As much as this 165-minute epic’s sermonizing approach might want for more subtlety, sometimes recalling a PSA, it’s refreshingly balanced and open in its inclusion of differing perspectives. The script tempers Rezvan’s righteous fury against injustice with some hints of her youthful naïveté and privilege, while Iman remains partly sympathetic, motivated as much by all-consuming fear and shame as he is by male entitlement and blinkered conservative values.
The toil that Iman’s job takes on his body is often foregrounded throughout, showing him to be a victim as well as perpetrator of the regime’s injustice. But this middle-aged man’s fatigue also contrasts heavily with the catastrophic disfigurement suffered by Rezvan and Sana’s young friend Sadaf (Niousha Akhshi) at the hands of heavily armed, over-zealous police.
Iman retains enough of his humanity to be affected by his brutal duties, losing sleep and becoming increasingly frazzled and paranoid, but his commitment to the unforgiving edicts of the state never truly wavers. And after a colleague gives him a gun for protection against the emboldened anti-government actors who now see state authorities as acceptable targets, events are set into motion that escalate to a drastic tonal and structural shift in the film’s second half.
Bringing implicit violence and the family’s simmering psychological warfare to the surface, the gradual mental deterioration of its put-upon patriarch sees The Seed of the Sacred Fig’s final hour not only enter conventional action-thriller terrain but careen right through it. And it ends up somewhere not too far away from The Shining’s Overlook Hotel, in spirit at least.
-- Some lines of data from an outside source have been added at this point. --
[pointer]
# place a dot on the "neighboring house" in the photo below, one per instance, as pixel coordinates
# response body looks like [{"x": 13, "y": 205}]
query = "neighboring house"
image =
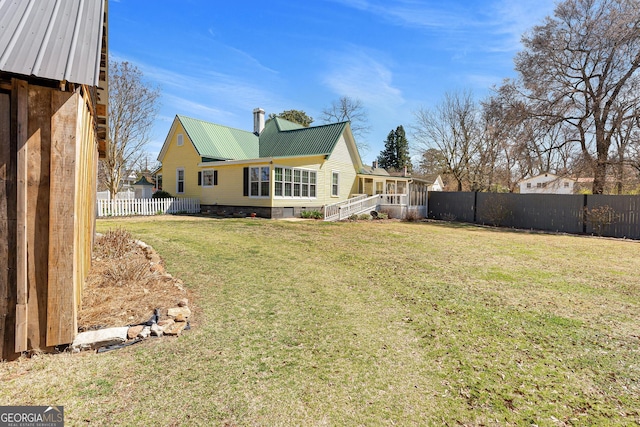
[
  {"x": 434, "y": 182},
  {"x": 143, "y": 188},
  {"x": 547, "y": 183},
  {"x": 279, "y": 170},
  {"x": 53, "y": 115}
]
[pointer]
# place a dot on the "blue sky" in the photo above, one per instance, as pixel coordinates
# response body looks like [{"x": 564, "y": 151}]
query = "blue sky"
[{"x": 218, "y": 60}]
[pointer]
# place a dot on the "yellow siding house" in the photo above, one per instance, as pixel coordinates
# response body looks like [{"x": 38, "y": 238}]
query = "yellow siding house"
[{"x": 277, "y": 171}]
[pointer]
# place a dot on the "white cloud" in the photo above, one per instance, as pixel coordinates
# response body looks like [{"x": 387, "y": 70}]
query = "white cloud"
[{"x": 359, "y": 75}]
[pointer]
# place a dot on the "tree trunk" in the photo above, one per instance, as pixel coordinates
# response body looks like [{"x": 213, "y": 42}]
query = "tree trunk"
[{"x": 599, "y": 176}]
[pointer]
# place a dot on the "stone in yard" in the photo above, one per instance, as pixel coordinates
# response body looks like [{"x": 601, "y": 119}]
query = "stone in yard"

The film’s sudden switch of gears is bold enough to compensate for the slight implausibility of Iman’s actions and of his daughters’ heretofore hidden talents, but it also can’t help muddling Rasolouf’s messaging in the process. As the The Seed of the Sacred Fig progresses, the members of the central family unit are required to function in part as separate, three-dimensional figures with their own collective and inter-personal conflicts, while also standing in for contemporary Iranian social forces and serving as an allegory of the entire history of its draconian treatment of women. It can feel like Rasolouf is trying to do a little too much, flinging different theses against the brick wall of theocracy with a kind of frantic desperation.
Staging a final confrontation far outside the city in the crumbling ruins of Iran’s ancient empire, the director conjures a visual metaphor that’s potent in its simplicity, albeit a little tacked-on as the culmination of a story that’s mostly unfolded in a more literal, direct register. However, much like the entire second half of The Seed of the Sacred Fig, it could also be read as a whole-hearted repudiation of any prior efforts by certain characters to rationalize or justify the regime’s actions, with political context and character nuance judged as necessary casualties. And Rasolouf’s forging and eventual wielding of his blunt instrument is often surprisingly invigorating to behold, though it ultimately makes for a less satisfying work of art.